I tried to follow the guide of get batch text predictions. The job ran successfully but there are rows in the result that stated resource exhausted and no result. Any setting that I can do to automatically retry those rows that are failed?

I am using the Python Vertex ai sdk

4 6 682
6 REPLIES 6

I am having the same problem. 

I am submitting prompts in JSONL format from files saved in a cloud storage bucket. I have tried varying the number of files submitted in a request and also the number of prompts in each file. I had better success when each file had 100 prompts, and they were submitted as separate batch requests. This would be fine, but I can't work out how to create the batch request asynchronously, and so it's not really any better than just running the process without batching - I still need a python process running until all the requests batches are complete.

When I submit all the prompts in a single file as one batched request, then >50% return RESOURCE EXHAUSTED errors in the status.   

Hey,

I'm having exactly the same issue...

However, the documentation states this: "Batch requests for text models only accept BigQuery storage sources and Google Cloud Storage. Requests can include up to 30,000 prompts."

It's apparently wrong.

Update: my current trial seems to be working without any RESOURCE EXHAUSTED errors.

It consists of small batches of 50 prompts (although worth noting that the prompts are long - usually around 5,000 characters). Create separate JSONL files for each batch of 50, and then create a new instance of model.batch_predict() for each file. i.e. something like:

for dataset in prompt_files_list:
    batch_prediction_job = model.batch_predict(dataset=[dataset],
                                       destination_uri_prefix=destination,
                                       model_parameters=params)

So far this approach has produce 1,500 responses without any errors, whereas the previous attempt (putting all the prompts in one large file) resulted in 2,000 failures out of 3,500. 

Thank you for your method.
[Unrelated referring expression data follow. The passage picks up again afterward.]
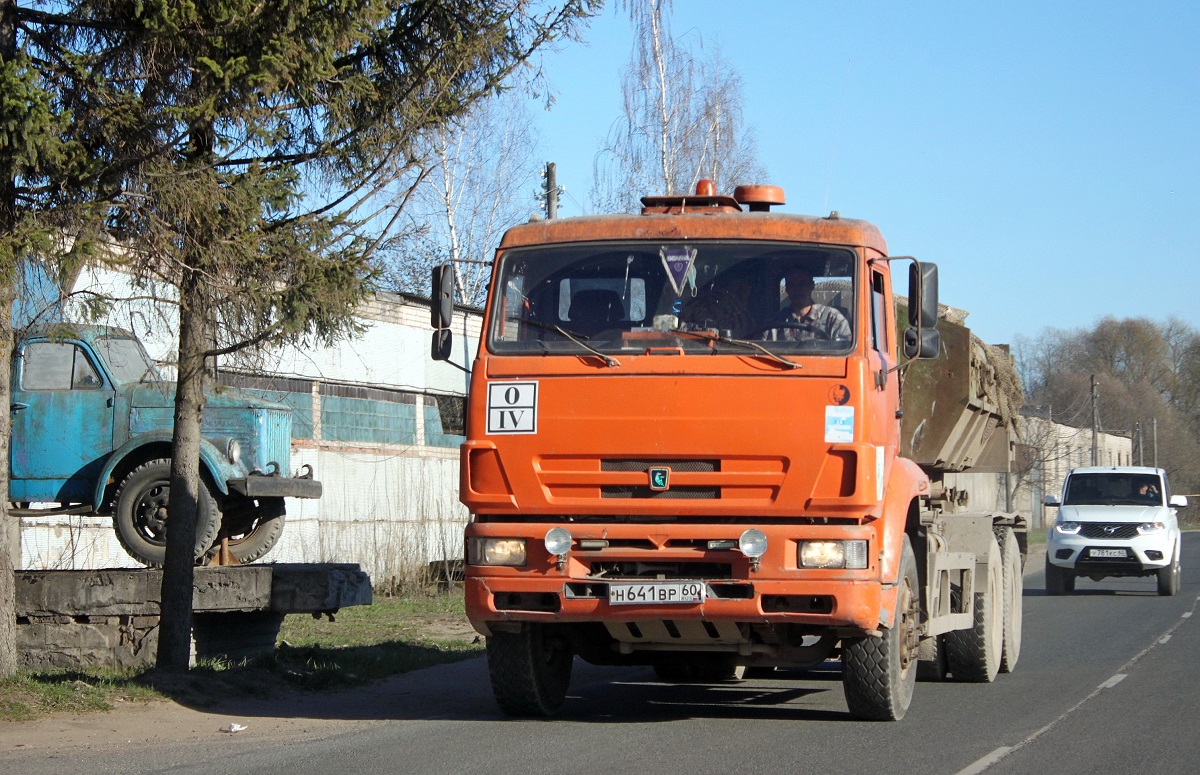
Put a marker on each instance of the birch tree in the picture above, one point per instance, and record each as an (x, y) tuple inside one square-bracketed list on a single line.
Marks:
[(682, 120)]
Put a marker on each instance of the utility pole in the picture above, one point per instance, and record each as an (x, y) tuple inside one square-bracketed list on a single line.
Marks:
[(551, 191), (1096, 422)]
But it does not seem to be the intention of a batch job. Hope someone from Google can answer the question

i think your approach work because it does not exceed the 60 requests per minutes quota.
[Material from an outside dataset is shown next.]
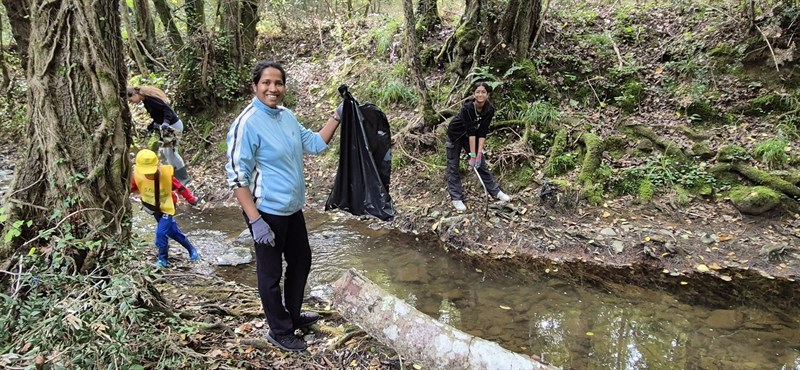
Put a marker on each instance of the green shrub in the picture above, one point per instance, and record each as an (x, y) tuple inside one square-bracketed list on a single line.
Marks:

is it I need to adjust ‘text bison batch’ quota?

Agreed. Possibly need to adjust the batch quota, but mine is currently set to zero, so presumably the service shouldn't work at all. None of the other quotas seem to be relevant. 

I see the only available quota for batch prediction using text bison in google is Concurrent large language model batch prediction jobs running on text-bison model per region. This might solve a part of the problem by changing the default val from 4 to a higher number and submit multiple smaller chunk request for batch prediction. 

I still find it confusing,  as per the google documentation the default quota limit for per job is < 30,000 and there doesn't seem to be a way to adjust the machine configuration to get higher Memory capacity for the request (maybe) . Does anyone have  a better workaround to solve the Resource Exhausted Error?